# 1960 AHSME Problems/Problem 19

## Problem

Consider equation $I: x+y+z=46$ where $x, y$, and $z$ are positive integers, and equation $II: x+y+z+w=46$, where $x, y, z$, and $w$ are positive integers. Then $\textbf{(A)}\ \text{I can be solved in consecutive integers} \qquad \\ \textbf{(B)}\ \text{I can be solved in consecutive even integers} \qquad \\ \textbf{(C)}\ \text{II can be solved in consecutive integers} \qquad \\ \textbf{(D)}\ \text{II can be solved in consecutive even integers} \qquad \\ \textbf{(E)}\ \text{II can be solved in consecutive odd integers}$

## Solution

Consider each option, one at a time.

For option A, let $x=y-1$ and $z=y+1$. That means $3y=46$, so $y=\frac{46}{3}$. That is not an integer, so option A is eliminated.

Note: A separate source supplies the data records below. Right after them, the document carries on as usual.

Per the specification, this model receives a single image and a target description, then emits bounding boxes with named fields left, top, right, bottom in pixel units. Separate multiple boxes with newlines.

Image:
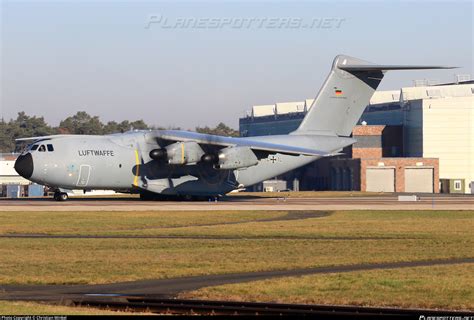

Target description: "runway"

left=1, top=194, right=473, bottom=211
left=2, top=257, right=473, bottom=302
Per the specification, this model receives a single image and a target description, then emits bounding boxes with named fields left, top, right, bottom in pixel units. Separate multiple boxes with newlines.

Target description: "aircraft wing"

left=154, top=130, right=329, bottom=157
left=15, top=134, right=84, bottom=142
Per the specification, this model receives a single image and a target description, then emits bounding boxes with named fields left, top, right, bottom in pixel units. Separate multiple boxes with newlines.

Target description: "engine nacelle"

left=166, top=141, right=205, bottom=165
left=150, top=142, right=205, bottom=165
left=216, top=146, right=258, bottom=170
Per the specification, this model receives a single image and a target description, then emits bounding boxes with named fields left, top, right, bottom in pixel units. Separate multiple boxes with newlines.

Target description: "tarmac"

left=0, top=194, right=473, bottom=211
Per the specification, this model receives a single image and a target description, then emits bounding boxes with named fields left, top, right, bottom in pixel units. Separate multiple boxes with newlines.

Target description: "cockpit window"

left=47, top=144, right=54, bottom=152
left=38, top=145, right=46, bottom=152
left=31, top=145, right=39, bottom=151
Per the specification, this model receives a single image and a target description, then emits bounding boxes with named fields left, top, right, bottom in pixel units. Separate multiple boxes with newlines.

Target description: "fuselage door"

left=76, top=164, right=91, bottom=187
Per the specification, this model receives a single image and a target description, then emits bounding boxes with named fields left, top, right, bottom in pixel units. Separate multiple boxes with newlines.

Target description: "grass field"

left=0, top=209, right=473, bottom=310
left=0, top=301, right=142, bottom=315
left=0, top=210, right=285, bottom=234
left=180, top=264, right=474, bottom=310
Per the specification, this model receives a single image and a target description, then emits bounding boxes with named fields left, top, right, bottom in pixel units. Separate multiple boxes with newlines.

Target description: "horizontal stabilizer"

left=295, top=54, right=456, bottom=137
left=339, top=65, right=456, bottom=71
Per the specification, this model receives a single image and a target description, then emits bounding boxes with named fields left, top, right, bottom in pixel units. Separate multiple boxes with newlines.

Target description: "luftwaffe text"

left=78, top=150, right=115, bottom=156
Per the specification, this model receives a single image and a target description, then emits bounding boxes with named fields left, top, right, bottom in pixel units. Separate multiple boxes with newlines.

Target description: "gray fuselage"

left=17, top=130, right=352, bottom=196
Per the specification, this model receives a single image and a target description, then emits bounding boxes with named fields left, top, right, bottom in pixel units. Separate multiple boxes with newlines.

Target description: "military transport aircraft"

For option B, let $x=y-2$ and $z=y+2$. That also means $3y=46$, so $y=\frac{46}{3}$. That is also not an integer, so option B is eliminated.

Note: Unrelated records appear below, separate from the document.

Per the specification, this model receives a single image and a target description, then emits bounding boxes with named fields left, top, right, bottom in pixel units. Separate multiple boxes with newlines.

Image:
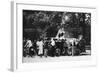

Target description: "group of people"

left=23, top=35, right=86, bottom=58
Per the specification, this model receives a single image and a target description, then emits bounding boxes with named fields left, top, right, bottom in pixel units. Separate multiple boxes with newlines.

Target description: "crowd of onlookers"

left=23, top=35, right=86, bottom=58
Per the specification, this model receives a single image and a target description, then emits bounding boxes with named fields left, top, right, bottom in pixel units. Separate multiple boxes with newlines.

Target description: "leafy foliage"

left=23, top=10, right=91, bottom=45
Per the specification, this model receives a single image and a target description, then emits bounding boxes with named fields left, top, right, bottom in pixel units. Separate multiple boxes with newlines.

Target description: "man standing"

left=44, top=40, right=49, bottom=57
left=50, top=38, right=56, bottom=56
left=24, top=38, right=33, bottom=56
left=36, top=39, right=44, bottom=57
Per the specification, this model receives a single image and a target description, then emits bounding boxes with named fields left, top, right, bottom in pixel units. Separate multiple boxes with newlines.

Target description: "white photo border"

left=12, top=1, right=97, bottom=71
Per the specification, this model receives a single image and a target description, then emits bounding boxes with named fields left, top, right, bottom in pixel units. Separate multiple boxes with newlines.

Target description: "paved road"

left=23, top=50, right=91, bottom=63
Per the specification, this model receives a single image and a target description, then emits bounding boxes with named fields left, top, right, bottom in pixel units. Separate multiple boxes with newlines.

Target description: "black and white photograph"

left=22, top=9, right=91, bottom=63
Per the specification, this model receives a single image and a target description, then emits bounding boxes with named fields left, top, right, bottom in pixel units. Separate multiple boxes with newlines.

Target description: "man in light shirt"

left=36, top=39, right=44, bottom=57
left=24, top=38, right=33, bottom=56
left=50, top=38, right=56, bottom=56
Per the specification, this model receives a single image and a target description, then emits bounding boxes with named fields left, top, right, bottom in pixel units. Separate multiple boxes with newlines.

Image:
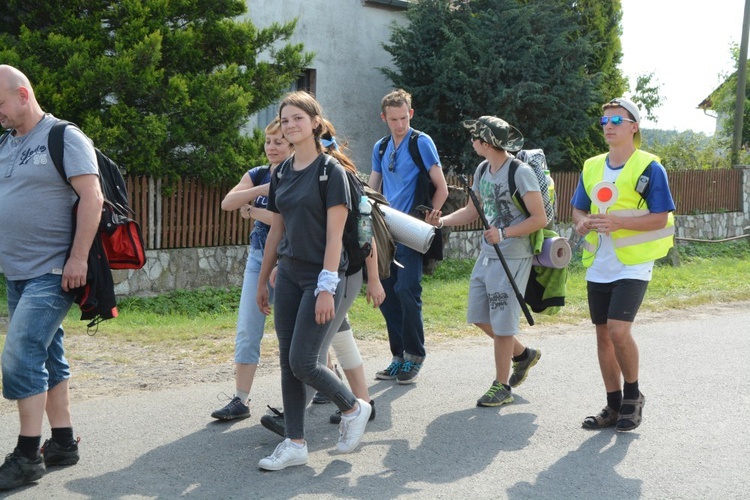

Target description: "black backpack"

left=49, top=121, right=146, bottom=270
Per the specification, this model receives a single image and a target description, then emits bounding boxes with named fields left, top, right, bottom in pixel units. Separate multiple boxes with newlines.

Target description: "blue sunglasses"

left=600, top=115, right=636, bottom=126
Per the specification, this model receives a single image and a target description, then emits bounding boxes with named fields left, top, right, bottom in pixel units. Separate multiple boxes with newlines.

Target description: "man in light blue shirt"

left=368, top=89, right=448, bottom=384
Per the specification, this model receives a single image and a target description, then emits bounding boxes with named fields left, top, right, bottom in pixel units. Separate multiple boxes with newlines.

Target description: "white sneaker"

left=336, top=399, right=372, bottom=453
left=258, top=438, right=308, bottom=471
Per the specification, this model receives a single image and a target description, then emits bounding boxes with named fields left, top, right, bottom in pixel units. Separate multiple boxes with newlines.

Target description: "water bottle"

left=358, top=195, right=373, bottom=248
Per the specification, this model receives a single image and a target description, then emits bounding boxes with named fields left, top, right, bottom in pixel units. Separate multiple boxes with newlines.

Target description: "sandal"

left=616, top=392, right=646, bottom=432
left=582, top=406, right=619, bottom=429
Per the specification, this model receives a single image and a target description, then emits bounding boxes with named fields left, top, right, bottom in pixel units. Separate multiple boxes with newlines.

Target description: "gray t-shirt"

left=0, top=114, right=99, bottom=280
left=268, top=154, right=351, bottom=270
left=471, top=156, right=540, bottom=259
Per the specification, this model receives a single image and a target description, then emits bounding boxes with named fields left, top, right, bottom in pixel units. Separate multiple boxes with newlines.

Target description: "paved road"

left=1, top=306, right=749, bottom=499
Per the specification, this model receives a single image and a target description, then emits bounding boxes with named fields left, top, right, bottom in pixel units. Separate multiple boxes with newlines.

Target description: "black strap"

left=48, top=120, right=78, bottom=185
left=507, top=158, right=527, bottom=216
left=376, top=129, right=427, bottom=172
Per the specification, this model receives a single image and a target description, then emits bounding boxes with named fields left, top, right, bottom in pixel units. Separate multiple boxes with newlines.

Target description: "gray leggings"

left=274, top=258, right=357, bottom=439
left=304, top=269, right=364, bottom=405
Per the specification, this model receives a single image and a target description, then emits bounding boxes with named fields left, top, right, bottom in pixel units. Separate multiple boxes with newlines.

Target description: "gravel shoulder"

left=0, top=300, right=747, bottom=416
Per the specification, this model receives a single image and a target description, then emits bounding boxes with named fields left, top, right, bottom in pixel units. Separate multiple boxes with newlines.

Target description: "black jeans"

left=274, top=258, right=356, bottom=439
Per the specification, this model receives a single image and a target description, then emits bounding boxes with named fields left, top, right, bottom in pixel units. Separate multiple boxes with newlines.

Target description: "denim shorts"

left=2, top=274, right=75, bottom=400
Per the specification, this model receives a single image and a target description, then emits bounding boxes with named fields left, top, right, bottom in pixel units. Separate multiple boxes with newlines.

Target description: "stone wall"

left=78, top=168, right=750, bottom=296
left=112, top=246, right=248, bottom=296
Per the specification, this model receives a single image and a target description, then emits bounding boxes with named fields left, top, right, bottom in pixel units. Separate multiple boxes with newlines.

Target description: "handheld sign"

left=591, top=181, right=618, bottom=213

For option C, let $y=x+1$, $z=x+2$, and $w=x+3$. That means $4x+6=46$, so $x=10$. Option C works.

For options D and E, let $y=x+2$, $z=x+4$, and $w=x+6$. That means $4x+12=46$, so $x=\frac{17}{2}$. Since the result is not an integer, options D and E are eliminated.

Thus, the answer is $\boxed{\textbf{(C)}}$.